We actually have a core group in the company completely focused on getting that done. I just want to remind you, our manufacturing is relatively simple, okay. It’s not like some other companies where they’re doing patient-specific cell therapy. This is a generic fermentation process that we use – which is used to equalize fermentation. There are two purification steps. So, the manufacturing is not complicated, but again you’ve got to do the things correct and that’s where the focus is right now.

Howard Liang – Leerink Swann

Okay. So if I remember correctly, there’s no interim analysis in this trial. Has there been any opportunity for the DSMB to stop the trial for – either for security or for positive efficacy?

Vijay Samant

It’s a data safety board. They don’t have any efficacy data, but they could have stopped it on the basis of safety if they received a stage 3 or 4 adverse event, and we’ve had I don’t know how many...

Alan Engbring

We’ve completed five reviewed lots safety, but it’s the safety monitoring board.
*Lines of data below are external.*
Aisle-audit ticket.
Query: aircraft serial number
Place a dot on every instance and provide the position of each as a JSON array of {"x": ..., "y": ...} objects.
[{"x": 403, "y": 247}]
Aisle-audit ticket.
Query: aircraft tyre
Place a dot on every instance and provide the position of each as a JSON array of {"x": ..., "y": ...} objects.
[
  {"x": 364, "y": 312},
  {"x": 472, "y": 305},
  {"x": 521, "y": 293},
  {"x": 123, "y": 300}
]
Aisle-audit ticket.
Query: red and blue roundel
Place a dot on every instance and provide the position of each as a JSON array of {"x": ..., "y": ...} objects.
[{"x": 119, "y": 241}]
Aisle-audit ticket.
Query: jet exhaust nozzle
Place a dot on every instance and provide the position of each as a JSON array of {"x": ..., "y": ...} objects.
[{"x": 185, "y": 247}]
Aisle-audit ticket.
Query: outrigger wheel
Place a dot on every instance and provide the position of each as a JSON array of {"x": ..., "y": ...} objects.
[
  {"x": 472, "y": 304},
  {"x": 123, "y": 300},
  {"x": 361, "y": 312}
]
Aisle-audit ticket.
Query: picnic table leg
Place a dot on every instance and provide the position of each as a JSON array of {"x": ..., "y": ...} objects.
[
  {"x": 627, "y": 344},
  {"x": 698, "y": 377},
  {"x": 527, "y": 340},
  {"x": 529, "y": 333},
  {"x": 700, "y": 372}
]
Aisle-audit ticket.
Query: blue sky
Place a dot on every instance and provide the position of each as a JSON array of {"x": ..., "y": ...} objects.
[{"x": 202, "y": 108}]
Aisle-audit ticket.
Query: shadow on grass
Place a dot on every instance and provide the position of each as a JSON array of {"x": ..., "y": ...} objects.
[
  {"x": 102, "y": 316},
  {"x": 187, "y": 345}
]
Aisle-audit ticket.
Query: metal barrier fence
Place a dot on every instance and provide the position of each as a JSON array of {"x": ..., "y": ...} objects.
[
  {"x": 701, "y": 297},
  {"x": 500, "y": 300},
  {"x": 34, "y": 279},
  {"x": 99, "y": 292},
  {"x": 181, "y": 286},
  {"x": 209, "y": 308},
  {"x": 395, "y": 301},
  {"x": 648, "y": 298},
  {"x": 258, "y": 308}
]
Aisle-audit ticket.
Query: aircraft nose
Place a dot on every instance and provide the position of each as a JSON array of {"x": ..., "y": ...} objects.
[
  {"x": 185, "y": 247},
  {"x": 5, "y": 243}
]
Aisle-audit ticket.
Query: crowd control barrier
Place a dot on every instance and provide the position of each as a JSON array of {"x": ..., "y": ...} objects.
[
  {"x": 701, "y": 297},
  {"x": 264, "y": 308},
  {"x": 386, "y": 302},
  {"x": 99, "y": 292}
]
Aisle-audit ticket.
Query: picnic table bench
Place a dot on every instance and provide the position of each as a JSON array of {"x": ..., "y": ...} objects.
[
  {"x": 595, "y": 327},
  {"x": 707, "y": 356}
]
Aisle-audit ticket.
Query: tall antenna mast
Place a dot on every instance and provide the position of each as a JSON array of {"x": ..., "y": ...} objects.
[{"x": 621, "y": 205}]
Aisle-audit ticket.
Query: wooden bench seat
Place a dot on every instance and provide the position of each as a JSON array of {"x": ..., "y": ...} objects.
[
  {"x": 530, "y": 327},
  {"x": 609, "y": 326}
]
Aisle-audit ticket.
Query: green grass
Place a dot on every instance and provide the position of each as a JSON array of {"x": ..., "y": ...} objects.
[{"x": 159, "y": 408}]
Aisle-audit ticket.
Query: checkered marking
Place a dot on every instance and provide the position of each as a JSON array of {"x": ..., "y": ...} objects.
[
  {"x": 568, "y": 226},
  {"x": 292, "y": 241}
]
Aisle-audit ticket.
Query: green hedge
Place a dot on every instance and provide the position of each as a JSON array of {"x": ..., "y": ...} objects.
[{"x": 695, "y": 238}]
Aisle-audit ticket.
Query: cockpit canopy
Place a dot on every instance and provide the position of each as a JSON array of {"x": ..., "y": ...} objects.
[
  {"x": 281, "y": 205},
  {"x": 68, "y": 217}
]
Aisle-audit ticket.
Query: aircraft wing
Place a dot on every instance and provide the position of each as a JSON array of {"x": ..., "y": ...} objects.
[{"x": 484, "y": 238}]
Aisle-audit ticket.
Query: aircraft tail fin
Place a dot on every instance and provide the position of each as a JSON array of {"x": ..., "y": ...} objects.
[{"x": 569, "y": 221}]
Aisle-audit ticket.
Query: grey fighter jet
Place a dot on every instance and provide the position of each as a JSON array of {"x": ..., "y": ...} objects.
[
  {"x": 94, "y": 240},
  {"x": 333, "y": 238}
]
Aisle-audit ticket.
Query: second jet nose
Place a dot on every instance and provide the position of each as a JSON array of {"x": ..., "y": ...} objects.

There’s no...

Vijay Samant

And we’ll have one final review later this year which will be our final review. So, those reviews have gone well, okay.

Howard Liang – Leerink Swann

Okay, great. Thanks very much.

Operator

(Operator Instructions) We’ll go next to Stephen Willey from Stifel Nicolaus.

Stephen Willey – Stifel Nicolaus

Yeah, thanks for taking the question. Just quickly on the TransVax Phase 3 trial initiation; can you maybe just talk about kind of what’s going on there and I guess if there are any kind of specific bottlenecks to that trial getting started? Presumably, you’ve gotten feedback from the FDA on what the efficacy endpoint need to look like. And is this just kind of getting a drug supply up and running? Is this getting trial sites up and running? And then secondly, when do you anticipate communicating to us I guess when – or what that endpoint does indeed look like? And is that something that we need to wait to see on clintrials.gov? Thanks.

Vijay Samant

It’s an excellent question. I don’t think – first of all, let me tell you that drug supply is ready. It’s all – we manufactured the stuff. I want to thank the Vical team, put a lot of effort behind it. I think you need to understand it, as I mentioned in my script today, that we’ve handed over the baton or the stewardship of this program to Astellas which is a much bigger partner than us.

And it has been a lot of time – the people in business development and the clinical group who do due diligence in acquiring the program are a small group in a large company. A whole bunch of people then get involved and need to be educated with the basic tenets of the program. Then we’ll participate in the clinical trial design.

Here, we have a smaller committee of four or five people. It’s a larger committee, then there’s a joint venture – joint partnership development committee. So there are a lot of multiple steps that large corporations go through. When I did with committees, there have been interactions with the FDA. We’ve transferred the R&D to them. So, their regulatory reports have been established credibility with the agency’s counterpart.

So there are no delays; it’s just then the time with the educational overlap between the two companies and transferring the baton. I think the clinical trial design has been set, and I think we should be able to give you sometime later this year, hopefully sooner, in terms of what the trial size is, what the endpoints are. But I think Astellas is all energized to take this program forward. And as I said before, that they plan to start the Phase 2 (inaudible) study shortly thereafter.

Stephen Willey – Stifel Nicolaus

Okay, thanks.

Operator

If there are no further questions, I’ll now turn the call back over to Mr. Samant.

Vijay Samant

Well, thank you all for participating. We hope to see you – some of you individually at one of our next scheduled presentations before the next conference call. Again, thank you for your interest in Vical.

Operator

Ladies and gentleman, this concludes our conference for today. You may now disconnect.